We only take teeth out if we are placing an implant for you in the near future. Since an implant may be an option in the site where the tooth is being removed, I often recommend that the person placing the implant should be the one removing the tooth. This way the site will be prepared in a way that is familiar to the person placing the implant.

I have used a microscope for endodontics since 1995. The Surgical Operating Microscope (SOM) has enhanced my endodontic practice and improved the success rate of root canals.

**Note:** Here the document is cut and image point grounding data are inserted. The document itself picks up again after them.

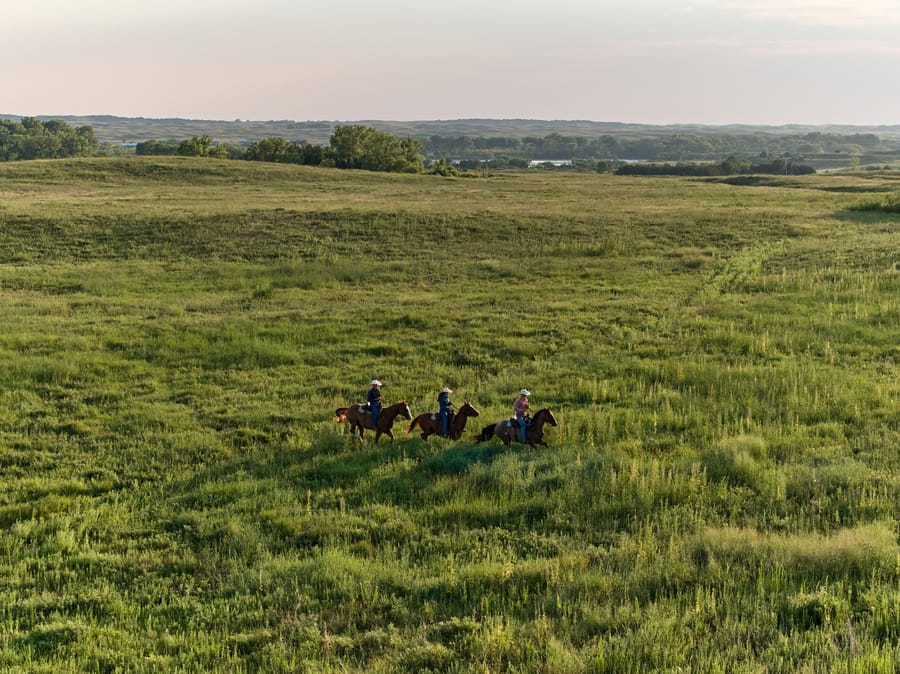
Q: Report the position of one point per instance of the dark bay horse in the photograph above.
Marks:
(430, 422)
(360, 418)
(508, 430)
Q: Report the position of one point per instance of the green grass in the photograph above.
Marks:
(721, 493)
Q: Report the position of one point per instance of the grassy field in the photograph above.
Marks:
(721, 494)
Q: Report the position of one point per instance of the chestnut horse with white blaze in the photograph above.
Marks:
(360, 418)
(508, 430)
(430, 422)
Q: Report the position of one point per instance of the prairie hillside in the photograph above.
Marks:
(722, 356)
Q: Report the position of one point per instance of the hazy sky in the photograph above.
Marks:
(641, 61)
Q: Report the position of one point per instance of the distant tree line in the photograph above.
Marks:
(675, 147)
(30, 138)
(352, 146)
(730, 166)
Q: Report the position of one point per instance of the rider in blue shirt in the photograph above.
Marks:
(375, 401)
(446, 409)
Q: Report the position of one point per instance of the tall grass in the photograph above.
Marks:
(721, 493)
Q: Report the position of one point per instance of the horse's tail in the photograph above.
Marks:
(486, 433)
(414, 423)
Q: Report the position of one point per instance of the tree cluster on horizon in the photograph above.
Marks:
(30, 138)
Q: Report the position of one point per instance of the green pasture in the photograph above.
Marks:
(721, 493)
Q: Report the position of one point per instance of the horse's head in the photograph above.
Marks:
(468, 410)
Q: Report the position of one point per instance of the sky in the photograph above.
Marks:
(632, 61)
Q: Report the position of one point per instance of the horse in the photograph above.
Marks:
(508, 430)
(360, 418)
(430, 422)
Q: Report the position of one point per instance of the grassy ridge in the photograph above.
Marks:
(721, 493)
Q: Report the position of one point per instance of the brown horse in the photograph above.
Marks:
(430, 422)
(360, 418)
(508, 430)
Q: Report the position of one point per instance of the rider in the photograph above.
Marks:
(446, 410)
(520, 407)
(375, 401)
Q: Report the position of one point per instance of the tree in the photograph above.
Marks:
(198, 146)
(361, 147)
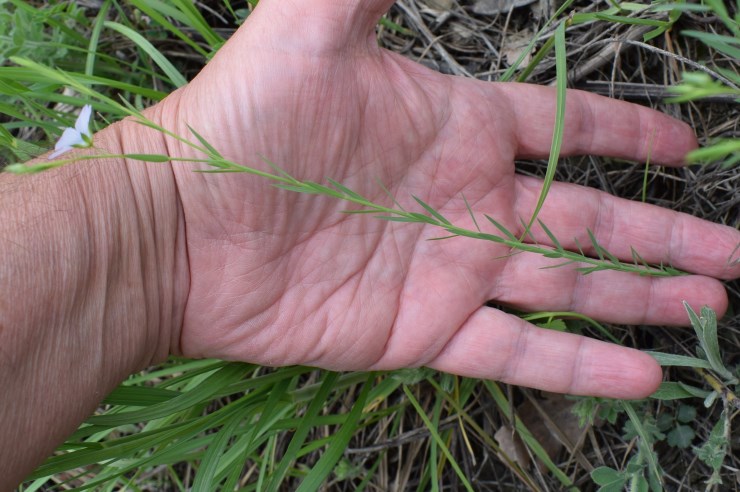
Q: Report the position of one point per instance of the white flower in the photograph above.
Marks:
(77, 137)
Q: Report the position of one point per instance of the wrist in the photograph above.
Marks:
(93, 283)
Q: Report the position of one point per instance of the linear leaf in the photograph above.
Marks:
(209, 387)
(177, 79)
(431, 210)
(338, 442)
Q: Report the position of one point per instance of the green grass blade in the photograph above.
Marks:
(205, 390)
(204, 480)
(339, 442)
(557, 137)
(437, 439)
(302, 430)
(177, 79)
(431, 211)
(92, 47)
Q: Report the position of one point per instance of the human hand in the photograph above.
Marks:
(281, 278)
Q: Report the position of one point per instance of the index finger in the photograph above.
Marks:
(596, 125)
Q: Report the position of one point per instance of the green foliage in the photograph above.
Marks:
(217, 416)
(714, 451)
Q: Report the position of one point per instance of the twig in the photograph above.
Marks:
(415, 16)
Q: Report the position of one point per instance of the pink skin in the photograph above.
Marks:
(281, 278)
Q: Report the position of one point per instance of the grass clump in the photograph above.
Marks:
(214, 425)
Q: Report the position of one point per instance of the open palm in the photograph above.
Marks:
(282, 278)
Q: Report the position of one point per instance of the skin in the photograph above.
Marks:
(158, 259)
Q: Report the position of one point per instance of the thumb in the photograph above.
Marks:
(323, 25)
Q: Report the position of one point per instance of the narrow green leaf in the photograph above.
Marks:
(204, 479)
(177, 79)
(561, 73)
(674, 360)
(209, 387)
(552, 237)
(502, 229)
(139, 396)
(205, 143)
(438, 439)
(148, 157)
(338, 442)
(92, 47)
(472, 215)
(431, 210)
(307, 422)
(347, 191)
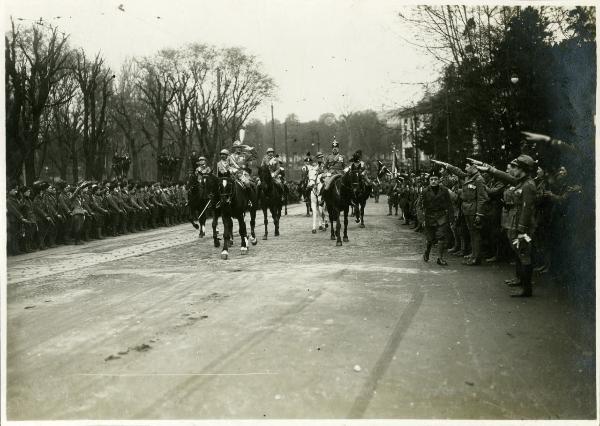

It allows for magnification and a high intensity Xenon light source to see all of the root canal anatomy.

We acknowledge that you want to spend as little time in the dental chair as possible, but we strive to give you our personal best for each and every patient. The idea in dentistry that faster is better is false (in most cases). If your root canal is taking longer than expected, it is because we care about the quality of care you are receiving, and we are trying to treat the entire anatomy present in your tooth. We re-treat many root canals that were done by fast-paced offices oblivious to the nuances that make root canal therapy successful.

If you did not see your dentist for a final restoration after your root canal, chances are that the tooth may be fractured or has become re-infected. The rate of fracture for an un-restored root canal treated tooth is very high. If the tooth has cracked, then it may not be restorable, and you will lose what you have invested. A re-infected tooth can be retreated.